Coronavirus: 99 clusters in nursing homes and residential institutions

Hiqa opens infection prevention and control hub to advise social care services

Minister for Health Simon Harris announces further measures to assist nursing homes during Covid-19. Photograph: Alan Betson/The Irish Times.

Minister for Health Simon Harris announces further measures to assist nursing homes during Covid-19. Photograph: Alan Betson/The Irish Times.


There are now 99 clusters of Covid-19 in nursing homes and residential institutions, 65 of them in the east of the country, data released on Monday evening shows.*

Two-thirds of nursing home cases were community-acquired, 23 per cent arose from contact with confirmed cases of Covid-19 and 12 per cent related to travel abroad.

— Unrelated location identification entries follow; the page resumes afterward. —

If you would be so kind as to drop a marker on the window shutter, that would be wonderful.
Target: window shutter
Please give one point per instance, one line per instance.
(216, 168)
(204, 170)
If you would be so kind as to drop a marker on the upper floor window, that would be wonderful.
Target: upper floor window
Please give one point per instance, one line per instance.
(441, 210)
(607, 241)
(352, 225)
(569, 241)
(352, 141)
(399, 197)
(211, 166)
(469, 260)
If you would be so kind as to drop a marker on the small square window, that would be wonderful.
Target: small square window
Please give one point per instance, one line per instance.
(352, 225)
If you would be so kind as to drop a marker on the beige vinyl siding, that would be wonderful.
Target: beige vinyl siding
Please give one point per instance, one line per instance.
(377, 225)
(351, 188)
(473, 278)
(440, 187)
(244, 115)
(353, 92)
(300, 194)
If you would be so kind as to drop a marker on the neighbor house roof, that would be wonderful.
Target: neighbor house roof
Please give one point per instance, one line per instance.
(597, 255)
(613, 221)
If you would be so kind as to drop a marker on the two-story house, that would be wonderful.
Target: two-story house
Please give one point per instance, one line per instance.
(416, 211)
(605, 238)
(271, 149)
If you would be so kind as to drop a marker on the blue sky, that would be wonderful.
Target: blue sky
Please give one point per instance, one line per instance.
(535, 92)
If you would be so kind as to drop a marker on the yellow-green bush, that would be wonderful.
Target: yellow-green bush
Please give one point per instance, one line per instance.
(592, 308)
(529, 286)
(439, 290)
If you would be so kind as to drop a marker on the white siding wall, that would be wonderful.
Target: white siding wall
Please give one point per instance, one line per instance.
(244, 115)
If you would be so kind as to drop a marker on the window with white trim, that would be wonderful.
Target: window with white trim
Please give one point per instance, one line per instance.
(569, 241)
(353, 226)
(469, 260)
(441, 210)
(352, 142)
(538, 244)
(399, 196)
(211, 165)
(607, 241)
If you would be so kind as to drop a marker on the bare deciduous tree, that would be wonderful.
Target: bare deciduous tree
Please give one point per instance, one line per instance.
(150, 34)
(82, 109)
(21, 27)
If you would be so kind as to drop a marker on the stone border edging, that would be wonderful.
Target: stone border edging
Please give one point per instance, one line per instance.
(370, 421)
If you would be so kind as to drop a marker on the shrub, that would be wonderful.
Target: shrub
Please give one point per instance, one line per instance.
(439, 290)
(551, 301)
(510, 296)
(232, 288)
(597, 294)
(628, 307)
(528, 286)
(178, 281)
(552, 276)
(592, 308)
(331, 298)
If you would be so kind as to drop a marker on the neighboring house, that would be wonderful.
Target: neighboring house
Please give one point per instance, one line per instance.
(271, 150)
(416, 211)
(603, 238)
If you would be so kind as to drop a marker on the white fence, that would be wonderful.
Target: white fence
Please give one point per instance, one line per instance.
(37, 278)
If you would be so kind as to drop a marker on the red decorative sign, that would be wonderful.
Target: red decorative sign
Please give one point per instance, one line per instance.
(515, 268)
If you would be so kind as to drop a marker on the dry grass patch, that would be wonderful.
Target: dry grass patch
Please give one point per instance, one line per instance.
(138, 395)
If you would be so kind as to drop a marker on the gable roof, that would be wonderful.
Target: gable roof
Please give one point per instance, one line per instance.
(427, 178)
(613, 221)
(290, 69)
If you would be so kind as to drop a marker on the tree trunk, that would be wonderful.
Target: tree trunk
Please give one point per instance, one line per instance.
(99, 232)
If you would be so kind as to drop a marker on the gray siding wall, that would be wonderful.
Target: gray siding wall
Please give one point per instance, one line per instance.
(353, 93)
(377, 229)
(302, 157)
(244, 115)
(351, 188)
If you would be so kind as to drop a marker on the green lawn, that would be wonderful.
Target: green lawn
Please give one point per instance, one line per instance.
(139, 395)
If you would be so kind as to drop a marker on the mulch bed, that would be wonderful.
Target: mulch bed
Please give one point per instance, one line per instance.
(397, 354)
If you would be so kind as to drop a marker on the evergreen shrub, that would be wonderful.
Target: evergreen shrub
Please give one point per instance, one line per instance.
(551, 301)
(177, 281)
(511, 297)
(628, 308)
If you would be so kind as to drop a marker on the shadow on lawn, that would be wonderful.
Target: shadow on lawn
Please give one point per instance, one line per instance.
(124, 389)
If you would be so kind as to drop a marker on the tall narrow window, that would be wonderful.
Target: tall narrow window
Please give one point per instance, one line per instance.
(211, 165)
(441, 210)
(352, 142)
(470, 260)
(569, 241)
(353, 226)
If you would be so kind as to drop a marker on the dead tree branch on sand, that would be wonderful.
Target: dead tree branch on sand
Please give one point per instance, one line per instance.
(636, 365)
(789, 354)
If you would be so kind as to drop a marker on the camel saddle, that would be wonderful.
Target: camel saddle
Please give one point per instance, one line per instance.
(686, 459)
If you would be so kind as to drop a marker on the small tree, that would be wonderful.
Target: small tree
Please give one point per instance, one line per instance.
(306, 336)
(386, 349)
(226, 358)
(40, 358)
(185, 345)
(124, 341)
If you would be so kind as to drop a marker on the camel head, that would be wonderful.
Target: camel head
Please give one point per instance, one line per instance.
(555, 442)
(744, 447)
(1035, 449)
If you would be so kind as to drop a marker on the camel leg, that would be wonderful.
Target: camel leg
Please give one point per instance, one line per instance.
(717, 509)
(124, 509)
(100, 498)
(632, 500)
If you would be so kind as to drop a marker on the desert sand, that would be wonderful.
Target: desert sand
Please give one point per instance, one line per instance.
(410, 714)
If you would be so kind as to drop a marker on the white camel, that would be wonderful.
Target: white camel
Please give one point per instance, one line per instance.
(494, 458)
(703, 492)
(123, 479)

Earlier, the HSE said outbreaks have been reported in all regions apart from the north-east. There are seven in the west, three in the mid-west and two in the midlands and north-west, as well as single outbreaks in both the south-east and the south.

There are also a growing number of outbreaks in residential institutions, where 26 clusters have now been reported; 18 are in the east.

The Health Information and Quality Authority, which inspects nursing homes, said yesterday it had opened an infection prevention and control hub to provide support and advice to social care services tackling Covid-19.

The hub, which provides guidance on managing outbreaks of the virus, is available to providers and staff of nursing homes, residential centres for people with a disability, special-care units and Tusla children’s residential settings.

“We know that providers and staff are working extremely hard to provide safe care to residents,” said Hiqa’s chief inspector of social services, Mary Dunnion. “In supporting residential services since the Covid-19 public health emergency began, it became apparent that additional support was required in the area of infection prevention and control.

“I am confident that by working together we can support and protect vulnerable adults and children living in residential centres. I hope that this service will be of benefit to both providers and staff.”

The Government announced a series of measures on Saturday to assist nursing homes cope with the coronavirus outbreak, including financial support of up to €72 million, the appointment of national and regional infection-control teams and temperature screening of staff twice a day.

The nursing home sector welcomed “that the focus has shifted to nursing homes now where our most vulnerable are living”, after months of planning by the Government for the hospital system and wider society.


The number of clusters in hospitals has increased from 37 to 43 in the latest daily epidemiological report from the HSE’s Health Protection Surveillance Centre. In addition, there are 14 outbreaks in community hospitals or long-stay units.

A Covid-19 cluster is defined as two laboratory-positive cases in an institution.

It shows a total of 1,163 healthcare workers have become infected with coronavirus; foreign travel accounts for only 101 of these cases.

Over-65s account for almost half of all cases and more than 90 per cent of deaths. In contrast, under-25s account for less than 4 per cent of cases and no deaths.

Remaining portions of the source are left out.